As I replay scenes of the film in my head, I return to two shots in particular.
One is of the gangster who picks up a flower from a stand, as an unwarranted sign of his reborn love of life, previously unseen in the entire film. This, I would identify as the only moment of pure joy in the movie. Yet, it is a fleeting type of joy, that is cut very, very, very short when the girl working at the stand asks him for payment. He is no longer a yakuza boss – he has become a shmuck like everyone else, who must pay for goods and services. This realization scares him, fills him with anger, and he throws away the flower.
Another shot is that of the gangster, near the end, cornered by the man whom he tried to kill, despite being on the verge of death himself via tuberculosis. The look of horror and despair – a living corpse – is that of a man who is antagonized by both the outside world – the yakuza – and the inner world – viruses.
Can we therefore spot the existentialist message here?
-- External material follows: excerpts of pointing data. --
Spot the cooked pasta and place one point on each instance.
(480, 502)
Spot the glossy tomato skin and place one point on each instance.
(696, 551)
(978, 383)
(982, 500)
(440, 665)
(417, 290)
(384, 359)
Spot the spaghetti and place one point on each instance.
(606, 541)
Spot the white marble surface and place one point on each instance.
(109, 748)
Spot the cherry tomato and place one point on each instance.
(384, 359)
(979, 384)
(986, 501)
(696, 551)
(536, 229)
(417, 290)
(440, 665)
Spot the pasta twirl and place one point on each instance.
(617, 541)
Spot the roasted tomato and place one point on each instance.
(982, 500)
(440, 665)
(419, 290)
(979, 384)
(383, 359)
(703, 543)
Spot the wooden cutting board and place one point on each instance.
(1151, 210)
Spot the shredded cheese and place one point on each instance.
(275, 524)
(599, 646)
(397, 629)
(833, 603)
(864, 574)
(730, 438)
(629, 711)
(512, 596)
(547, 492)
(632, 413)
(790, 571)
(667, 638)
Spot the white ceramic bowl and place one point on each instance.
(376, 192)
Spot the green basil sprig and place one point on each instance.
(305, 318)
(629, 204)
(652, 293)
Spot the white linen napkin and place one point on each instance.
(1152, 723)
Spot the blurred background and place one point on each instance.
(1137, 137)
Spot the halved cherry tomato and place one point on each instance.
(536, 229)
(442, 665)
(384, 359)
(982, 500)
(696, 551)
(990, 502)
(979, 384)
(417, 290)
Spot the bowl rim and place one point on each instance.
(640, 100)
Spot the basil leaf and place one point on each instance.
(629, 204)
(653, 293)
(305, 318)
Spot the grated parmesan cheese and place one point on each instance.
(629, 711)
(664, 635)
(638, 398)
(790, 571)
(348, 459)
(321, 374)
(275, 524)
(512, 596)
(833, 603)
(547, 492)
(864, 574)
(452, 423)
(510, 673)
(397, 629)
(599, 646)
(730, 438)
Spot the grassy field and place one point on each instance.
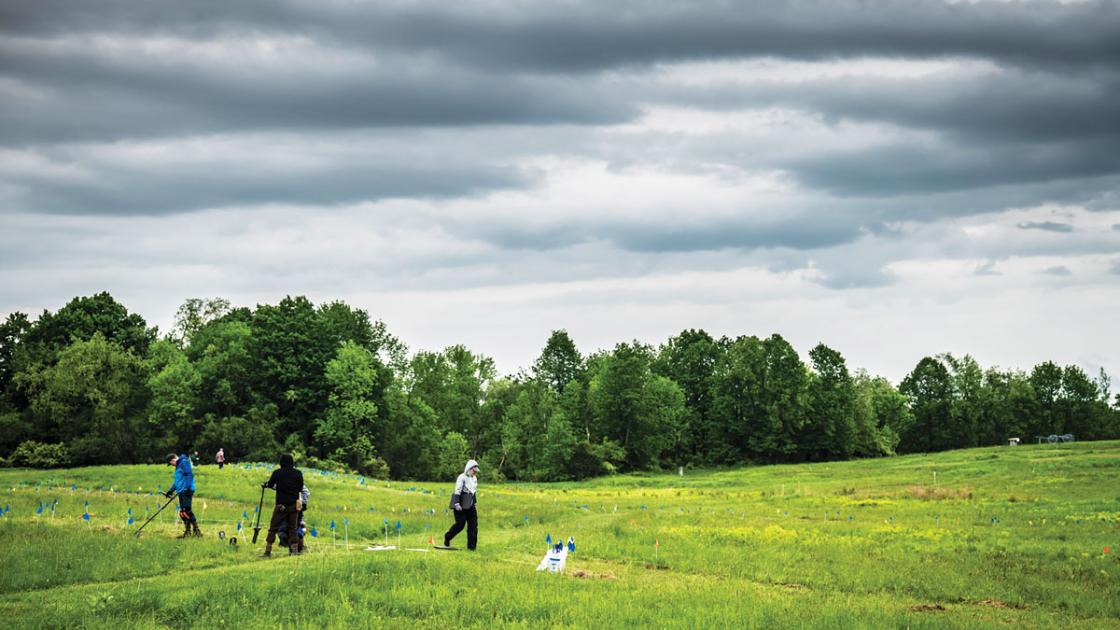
(976, 538)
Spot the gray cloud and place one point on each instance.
(582, 36)
(1046, 225)
(987, 268)
(158, 178)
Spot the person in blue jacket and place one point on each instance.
(185, 485)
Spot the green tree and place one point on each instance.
(634, 407)
(968, 400)
(830, 427)
(175, 386)
(222, 354)
(690, 359)
(560, 362)
(93, 401)
(194, 314)
(357, 382)
(11, 332)
(290, 350)
(929, 389)
(454, 383)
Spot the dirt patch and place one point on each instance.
(588, 575)
(997, 603)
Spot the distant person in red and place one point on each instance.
(288, 482)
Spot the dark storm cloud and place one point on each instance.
(1046, 225)
(75, 94)
(1037, 124)
(139, 187)
(912, 168)
(588, 36)
(988, 103)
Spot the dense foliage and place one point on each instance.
(92, 383)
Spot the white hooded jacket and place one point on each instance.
(465, 488)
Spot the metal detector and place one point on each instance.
(257, 528)
(157, 513)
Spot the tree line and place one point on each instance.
(92, 383)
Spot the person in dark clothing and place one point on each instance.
(463, 502)
(185, 485)
(288, 482)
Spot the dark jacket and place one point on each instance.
(288, 482)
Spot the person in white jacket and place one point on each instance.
(463, 502)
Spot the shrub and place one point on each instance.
(40, 455)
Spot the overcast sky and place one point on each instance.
(894, 178)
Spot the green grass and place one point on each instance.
(997, 537)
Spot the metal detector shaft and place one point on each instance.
(157, 513)
(257, 528)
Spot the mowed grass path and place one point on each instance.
(974, 538)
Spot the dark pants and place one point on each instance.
(185, 512)
(283, 513)
(466, 518)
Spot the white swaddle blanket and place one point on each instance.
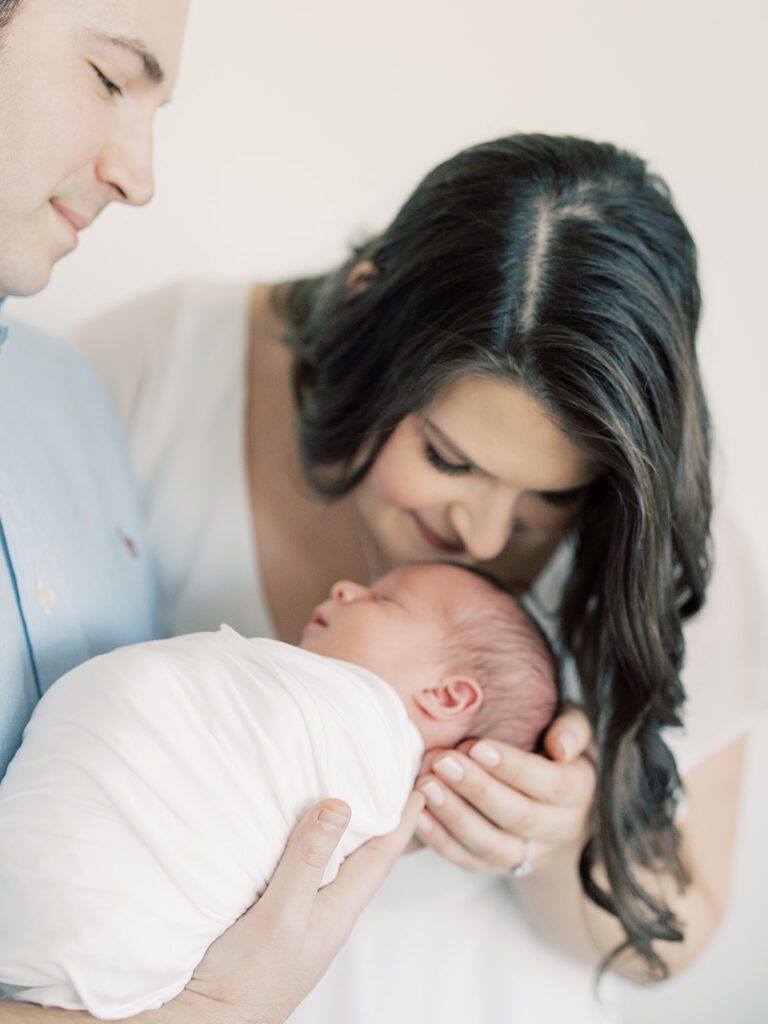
(153, 797)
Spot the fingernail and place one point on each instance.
(332, 820)
(433, 793)
(424, 824)
(450, 769)
(567, 743)
(485, 755)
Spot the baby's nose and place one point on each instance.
(346, 591)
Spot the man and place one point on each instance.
(80, 83)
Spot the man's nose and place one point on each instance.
(484, 525)
(126, 161)
(347, 591)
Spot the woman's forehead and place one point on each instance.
(506, 433)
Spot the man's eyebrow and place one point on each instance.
(138, 48)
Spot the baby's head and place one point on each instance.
(463, 655)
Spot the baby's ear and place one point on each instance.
(454, 696)
(363, 274)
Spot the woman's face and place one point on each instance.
(482, 475)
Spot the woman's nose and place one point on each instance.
(347, 591)
(484, 527)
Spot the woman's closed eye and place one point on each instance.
(444, 465)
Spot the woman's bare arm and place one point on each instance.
(552, 897)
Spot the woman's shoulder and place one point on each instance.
(168, 333)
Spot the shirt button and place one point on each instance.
(46, 597)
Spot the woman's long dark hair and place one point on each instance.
(560, 265)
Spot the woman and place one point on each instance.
(507, 377)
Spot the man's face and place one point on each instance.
(80, 82)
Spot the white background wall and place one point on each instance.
(298, 125)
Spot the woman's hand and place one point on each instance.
(492, 806)
(261, 968)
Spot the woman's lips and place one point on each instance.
(435, 541)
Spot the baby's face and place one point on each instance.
(396, 628)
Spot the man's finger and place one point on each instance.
(294, 886)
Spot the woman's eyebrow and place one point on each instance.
(450, 444)
(567, 494)
(151, 66)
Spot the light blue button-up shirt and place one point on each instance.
(74, 578)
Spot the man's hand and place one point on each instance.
(259, 970)
(262, 968)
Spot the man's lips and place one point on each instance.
(70, 216)
(435, 541)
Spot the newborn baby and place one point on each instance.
(157, 785)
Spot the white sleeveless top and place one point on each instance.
(437, 943)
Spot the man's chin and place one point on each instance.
(23, 284)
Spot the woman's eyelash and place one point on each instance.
(436, 460)
(113, 89)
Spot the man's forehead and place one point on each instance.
(153, 31)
The acts of a kind-hearted individual are not enough when pitted up against the cruelty of the world. I could write about this film forever – I really feel like I could.
But I must cut my ramblings short; I still have a lot of Kurosawa to watch.
It would be wrong of me, however, not to point out that Drunken Angel was Kurosawa’s first collaboration with Toshiro Mifune. Mifune, here (as ever) is an absolute force of magnetism. What a match made in heaven!